Postgres 11 Hash Partitioning Part1

October 9, 2018

Goal: Explore Postgres 11’s Declarative Partitioning features

This entire post is detailed explanation of a thread in postgresql mailing list and wonderful answers by David Rowley

Why do I need partitions? I already have an index!

A partition is a logical unit that can be
- drop-ed and removed from queried dataset as well as the database
- detach-ed from the frequently queried dataset, but retained in the database for adhoc queries
- detach-ed and attach-ed somewhere else (say, another table in same postgres instance)
Whenever optmizer decides to fall back to a sequential scan, you would be scanning a smaller table.

Types of partitioning - `list`, `range`, and `hash`

If your dataset needs to be partitioned by date where you can expire data easily, choose list or range. I will not go into these, because Postgres documentation itself explains this very well. It may be worthwhile to read that document first.
hash is special, it may be what you need if your key isn’t something you can easily enumerate, say a userid. hash will distribute the data evenly (assuming the users themselves are evenly distributed). Instead of configuring data for user1 to go into the child table partition-for-user1, we would be asking for it to be directed to partition-N where N = hash(key) % M, M being the number of partitions.
- Do not use hash partitions if you need to expire data. For example, if you decided to use HASH(date), it wouldn’t let you archive a month’s worth of data easily. HASH(‘2018-10-01’) has no relation to HASH(‘2018-10-01’)

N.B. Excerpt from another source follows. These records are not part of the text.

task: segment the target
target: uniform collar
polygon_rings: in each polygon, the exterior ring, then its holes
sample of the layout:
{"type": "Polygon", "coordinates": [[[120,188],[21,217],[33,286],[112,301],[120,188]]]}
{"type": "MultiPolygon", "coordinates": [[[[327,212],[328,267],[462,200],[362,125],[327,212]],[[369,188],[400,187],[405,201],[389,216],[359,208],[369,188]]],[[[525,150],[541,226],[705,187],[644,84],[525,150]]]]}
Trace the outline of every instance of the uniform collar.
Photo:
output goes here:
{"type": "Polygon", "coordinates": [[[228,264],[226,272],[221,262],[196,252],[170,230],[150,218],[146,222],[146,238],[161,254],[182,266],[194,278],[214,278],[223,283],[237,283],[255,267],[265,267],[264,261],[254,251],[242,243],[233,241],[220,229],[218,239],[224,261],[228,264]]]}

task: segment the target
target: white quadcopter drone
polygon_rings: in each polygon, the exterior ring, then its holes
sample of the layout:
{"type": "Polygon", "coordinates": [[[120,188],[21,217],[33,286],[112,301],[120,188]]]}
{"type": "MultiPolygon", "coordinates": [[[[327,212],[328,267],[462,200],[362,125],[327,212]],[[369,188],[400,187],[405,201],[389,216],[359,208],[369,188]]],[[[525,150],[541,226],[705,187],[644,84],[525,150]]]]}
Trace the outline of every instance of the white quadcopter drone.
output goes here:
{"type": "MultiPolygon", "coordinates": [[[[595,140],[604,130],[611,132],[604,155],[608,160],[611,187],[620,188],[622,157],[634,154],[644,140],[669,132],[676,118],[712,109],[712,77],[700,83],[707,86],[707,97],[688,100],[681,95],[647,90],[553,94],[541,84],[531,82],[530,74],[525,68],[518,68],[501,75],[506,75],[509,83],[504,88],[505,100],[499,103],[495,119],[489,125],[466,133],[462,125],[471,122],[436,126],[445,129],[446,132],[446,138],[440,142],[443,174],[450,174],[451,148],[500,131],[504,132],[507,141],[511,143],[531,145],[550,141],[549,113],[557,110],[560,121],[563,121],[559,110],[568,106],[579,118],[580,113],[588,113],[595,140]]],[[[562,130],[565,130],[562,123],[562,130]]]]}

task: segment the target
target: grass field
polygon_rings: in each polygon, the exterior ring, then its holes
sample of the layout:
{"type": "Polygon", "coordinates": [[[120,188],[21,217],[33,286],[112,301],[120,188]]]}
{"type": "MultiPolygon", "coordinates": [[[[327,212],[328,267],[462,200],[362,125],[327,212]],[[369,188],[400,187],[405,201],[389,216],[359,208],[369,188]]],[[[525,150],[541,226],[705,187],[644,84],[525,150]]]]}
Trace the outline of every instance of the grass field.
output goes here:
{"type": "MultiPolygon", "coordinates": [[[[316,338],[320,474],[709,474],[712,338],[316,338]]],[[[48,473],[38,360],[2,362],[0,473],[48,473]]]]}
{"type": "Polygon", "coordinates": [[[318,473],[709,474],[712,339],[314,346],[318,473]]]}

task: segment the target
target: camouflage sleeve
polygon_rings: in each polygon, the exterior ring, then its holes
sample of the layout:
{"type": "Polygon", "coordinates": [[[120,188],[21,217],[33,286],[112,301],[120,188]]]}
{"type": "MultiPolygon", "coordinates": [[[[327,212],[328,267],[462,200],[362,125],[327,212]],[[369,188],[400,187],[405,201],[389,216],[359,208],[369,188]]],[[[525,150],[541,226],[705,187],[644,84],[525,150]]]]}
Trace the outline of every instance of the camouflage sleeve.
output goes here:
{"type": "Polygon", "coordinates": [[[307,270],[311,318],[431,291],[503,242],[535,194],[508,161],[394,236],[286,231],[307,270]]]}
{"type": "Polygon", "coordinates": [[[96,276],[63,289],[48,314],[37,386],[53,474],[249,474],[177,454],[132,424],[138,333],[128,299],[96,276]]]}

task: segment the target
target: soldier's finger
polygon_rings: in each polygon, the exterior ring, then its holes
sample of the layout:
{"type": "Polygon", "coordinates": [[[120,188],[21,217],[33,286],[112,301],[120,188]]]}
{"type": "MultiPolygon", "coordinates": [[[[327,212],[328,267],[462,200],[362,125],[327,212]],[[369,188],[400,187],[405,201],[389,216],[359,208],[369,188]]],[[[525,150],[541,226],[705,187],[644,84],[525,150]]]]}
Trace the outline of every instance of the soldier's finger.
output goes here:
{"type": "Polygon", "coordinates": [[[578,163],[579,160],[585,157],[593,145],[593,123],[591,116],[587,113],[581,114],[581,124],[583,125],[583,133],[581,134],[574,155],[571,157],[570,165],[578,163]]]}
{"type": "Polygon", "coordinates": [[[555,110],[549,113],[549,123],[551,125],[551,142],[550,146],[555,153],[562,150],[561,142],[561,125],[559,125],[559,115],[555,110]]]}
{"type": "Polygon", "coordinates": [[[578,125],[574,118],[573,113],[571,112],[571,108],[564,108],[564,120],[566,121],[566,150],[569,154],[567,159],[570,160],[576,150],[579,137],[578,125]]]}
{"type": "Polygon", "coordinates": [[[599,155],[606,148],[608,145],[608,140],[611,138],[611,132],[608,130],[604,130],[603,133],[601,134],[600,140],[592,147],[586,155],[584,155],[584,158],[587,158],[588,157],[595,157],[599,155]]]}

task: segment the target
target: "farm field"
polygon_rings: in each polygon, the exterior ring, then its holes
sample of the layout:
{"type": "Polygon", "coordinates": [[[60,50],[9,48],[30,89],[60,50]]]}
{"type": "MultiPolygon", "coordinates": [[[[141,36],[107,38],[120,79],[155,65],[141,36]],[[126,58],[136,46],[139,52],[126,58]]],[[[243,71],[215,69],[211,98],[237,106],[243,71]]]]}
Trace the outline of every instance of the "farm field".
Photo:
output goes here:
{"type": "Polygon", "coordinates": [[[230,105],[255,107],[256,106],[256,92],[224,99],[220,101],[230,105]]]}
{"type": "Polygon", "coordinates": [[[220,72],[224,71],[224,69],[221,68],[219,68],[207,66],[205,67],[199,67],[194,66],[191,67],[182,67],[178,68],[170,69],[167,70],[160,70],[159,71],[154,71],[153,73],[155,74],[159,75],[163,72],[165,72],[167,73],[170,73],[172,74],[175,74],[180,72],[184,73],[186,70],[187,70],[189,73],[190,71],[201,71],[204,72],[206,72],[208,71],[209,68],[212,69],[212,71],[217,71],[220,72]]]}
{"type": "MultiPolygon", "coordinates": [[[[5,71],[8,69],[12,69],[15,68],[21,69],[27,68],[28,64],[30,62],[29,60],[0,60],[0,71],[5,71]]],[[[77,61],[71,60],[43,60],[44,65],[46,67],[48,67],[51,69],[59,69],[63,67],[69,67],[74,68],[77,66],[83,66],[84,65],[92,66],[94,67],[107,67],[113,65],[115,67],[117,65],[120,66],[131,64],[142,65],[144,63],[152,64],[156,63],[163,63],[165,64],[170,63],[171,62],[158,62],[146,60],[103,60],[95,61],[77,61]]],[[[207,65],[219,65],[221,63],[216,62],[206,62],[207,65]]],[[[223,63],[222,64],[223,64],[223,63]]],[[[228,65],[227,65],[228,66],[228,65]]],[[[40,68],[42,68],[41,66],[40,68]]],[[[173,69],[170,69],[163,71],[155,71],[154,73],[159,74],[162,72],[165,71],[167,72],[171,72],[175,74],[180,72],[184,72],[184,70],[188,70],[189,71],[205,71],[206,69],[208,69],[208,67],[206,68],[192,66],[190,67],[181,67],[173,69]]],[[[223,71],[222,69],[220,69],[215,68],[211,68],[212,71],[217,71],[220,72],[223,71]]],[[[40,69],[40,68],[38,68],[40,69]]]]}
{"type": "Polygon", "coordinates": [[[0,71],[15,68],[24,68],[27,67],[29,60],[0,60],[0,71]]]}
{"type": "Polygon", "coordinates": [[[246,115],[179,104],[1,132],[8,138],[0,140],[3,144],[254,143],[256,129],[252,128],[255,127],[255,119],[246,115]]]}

Annoyances with builtin `HASH` partitioning

Postgres uses a builtin hash function that isn’t one of the popular hashes typically available in programming languages.
If you need the ability to move partitions around (which was unique to my use case), you need to identity (from your application), which key resolves to which partition.
See this thread. It seems, it is worthwhile to investigate custom partitioning.

But first, let us get familiar with the builtin hash partitioning

Create main table

hyper=> create table foobar (k text, something_else int) partition by hash (k);
CREATE TABLE

Let us try to insert some data

hyper=> insert into foobar values ('Hello', 25);
ERROR:  no partition of relation "foobar" found for row
DETAIL:  Partition key of the failing row contains (k) = (Hello).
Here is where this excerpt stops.